At the beginning of Year 2, a company invested $40,000 in a marketable equity security. At that time the security was appropriately classified as an available-for-sale security. At the end of Year 2, the security had a fair value of $28,500. The change in fair value is deemed temporary. How should this change in fair value be reported in the financial statements?
a. As a realized loss of $11,500 as part of net income.
b. As an unrealized loss of $11,500 as part of net income.
c. As a realized loss of $11,500 as part of other comprehensive income.
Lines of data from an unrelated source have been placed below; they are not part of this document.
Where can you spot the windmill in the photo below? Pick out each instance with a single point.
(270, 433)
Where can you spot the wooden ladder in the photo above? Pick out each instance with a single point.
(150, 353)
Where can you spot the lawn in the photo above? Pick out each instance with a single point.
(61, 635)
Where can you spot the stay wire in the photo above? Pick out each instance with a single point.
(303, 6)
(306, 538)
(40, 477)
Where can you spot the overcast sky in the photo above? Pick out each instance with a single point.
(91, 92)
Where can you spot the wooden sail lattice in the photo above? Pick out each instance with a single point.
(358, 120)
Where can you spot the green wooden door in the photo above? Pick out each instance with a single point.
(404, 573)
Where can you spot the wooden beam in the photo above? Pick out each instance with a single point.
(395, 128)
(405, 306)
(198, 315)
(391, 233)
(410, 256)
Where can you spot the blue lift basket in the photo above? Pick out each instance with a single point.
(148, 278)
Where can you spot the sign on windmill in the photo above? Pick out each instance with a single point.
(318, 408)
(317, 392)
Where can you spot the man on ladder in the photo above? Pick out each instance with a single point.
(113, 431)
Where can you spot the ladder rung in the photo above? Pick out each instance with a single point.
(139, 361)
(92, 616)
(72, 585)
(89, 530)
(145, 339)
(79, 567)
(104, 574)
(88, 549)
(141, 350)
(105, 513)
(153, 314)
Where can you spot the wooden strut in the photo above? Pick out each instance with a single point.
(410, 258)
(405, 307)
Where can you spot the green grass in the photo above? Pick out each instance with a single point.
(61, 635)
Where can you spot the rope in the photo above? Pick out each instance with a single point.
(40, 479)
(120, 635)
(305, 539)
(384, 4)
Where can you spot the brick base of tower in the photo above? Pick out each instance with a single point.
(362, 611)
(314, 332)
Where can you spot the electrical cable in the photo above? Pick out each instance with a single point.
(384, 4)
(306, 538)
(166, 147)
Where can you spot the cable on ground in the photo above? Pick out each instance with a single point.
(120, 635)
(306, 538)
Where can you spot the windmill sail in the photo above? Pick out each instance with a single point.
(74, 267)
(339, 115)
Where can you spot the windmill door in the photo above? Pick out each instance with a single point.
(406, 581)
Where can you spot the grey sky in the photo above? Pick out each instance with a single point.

d. As an unrealized loss of $11,500 as part of other comprehensive income.
答案:D
Explanation
Choice “d” is correct. Unrealized gains and losses on available-for-sale (AFS) securities are booked in other comprehensive income (OCI). Changes in the fair value of the securities will continue to go to OCI until the security is sold, at which point the balance in OCI will be removed and a realized gain or loss will be booked on the income statement. Because the security has not been sold, the change in fair value from $40,000 to $28,500 represents an unrealized loss of $11,500, which goes straight to OCI.
Choice “a” is incorrect. This choice would only be correct if the security was actually sold for $28,500. Changes in fair value for AFS securities represent unrealized gains or losses which go to OCI.
Choice “c” is incorrect. The loss of $11,500 will go into OCI, but it will be unrealized rather than realized.
Choice “b” is incorrect. Unrealized losses on AFS securities go into OCI rather than onto the income statement.